AI Cost Guide
This page explains how AI costs work in Supervertaler for Trados and how to keep them under control. It deliberately avoids quoting exact per-model prices – those change often, and Supervertaler already shows you the real, current cost of every operation in the Reports tab. For exact figures, see Estimates vs actual cost below.
Estimates vs actual cost
The Reports tab shows real billed token counts and cost as reported by your provider’s API – with cache-hit tokens broken out (e.g. 830,000 in (720,000 cached) / 32,000 out · $1.36). When the cost has no ~ prefix, that’s the actual amount your provider will charge. This is the single best place to see what you’re actually spending – it’s live, per-operation, and provider-reported.

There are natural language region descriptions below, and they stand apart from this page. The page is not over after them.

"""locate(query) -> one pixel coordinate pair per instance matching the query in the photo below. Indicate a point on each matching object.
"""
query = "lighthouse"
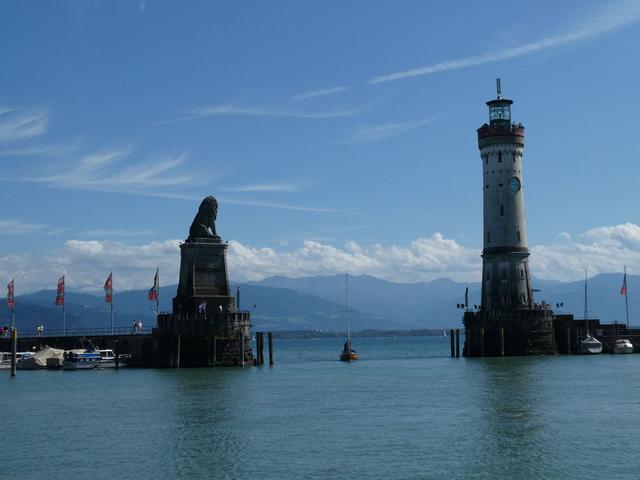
(506, 282)
(507, 321)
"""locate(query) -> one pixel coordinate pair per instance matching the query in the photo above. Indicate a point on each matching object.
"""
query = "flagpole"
(626, 296)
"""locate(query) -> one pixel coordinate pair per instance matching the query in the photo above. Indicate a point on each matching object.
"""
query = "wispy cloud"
(18, 125)
(319, 92)
(234, 110)
(103, 171)
(263, 187)
(118, 233)
(40, 150)
(620, 15)
(17, 227)
(374, 133)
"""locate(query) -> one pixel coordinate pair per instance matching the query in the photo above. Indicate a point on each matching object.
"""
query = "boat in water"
(348, 353)
(109, 359)
(5, 359)
(622, 345)
(589, 344)
(88, 359)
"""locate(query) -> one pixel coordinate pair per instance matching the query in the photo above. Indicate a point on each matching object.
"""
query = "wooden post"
(14, 350)
(451, 340)
(117, 346)
(179, 342)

The number is cache-aware:
- Anthropic (Claude) native + OpenRouter → Claude: real usage from
usage.input_tokens+cache_creation_input_tokens+cache_read_input_tokens. Cache reads are billed at 0.1× the input rate, cache writes at 1.25×. - OpenAI: real
prompt_tokensandcompletion_tokensplusprompt_tokens_details.cached_tokensfor the auto-cache discount (50% off cached input). - DeepSeek: real
prompt_tokens/completion_tokenswith auto-cache (90% off cached input). - Gemini 2.5+: real
usageMetadatawith implicit cache (75% off cached input).
For these providers the in-app number is the authoritative billable figure (modulo any account-level credits or monthly minimums you may have).
The chars/4 estimate is still used as a fallback when the provider didn’t return usage info – this affects Ollama (local, free anyway), some provider edge cases, and any response shape we couldn’t parse. In those cases the cost still appears with a ~ prefix to flag it as an estimate.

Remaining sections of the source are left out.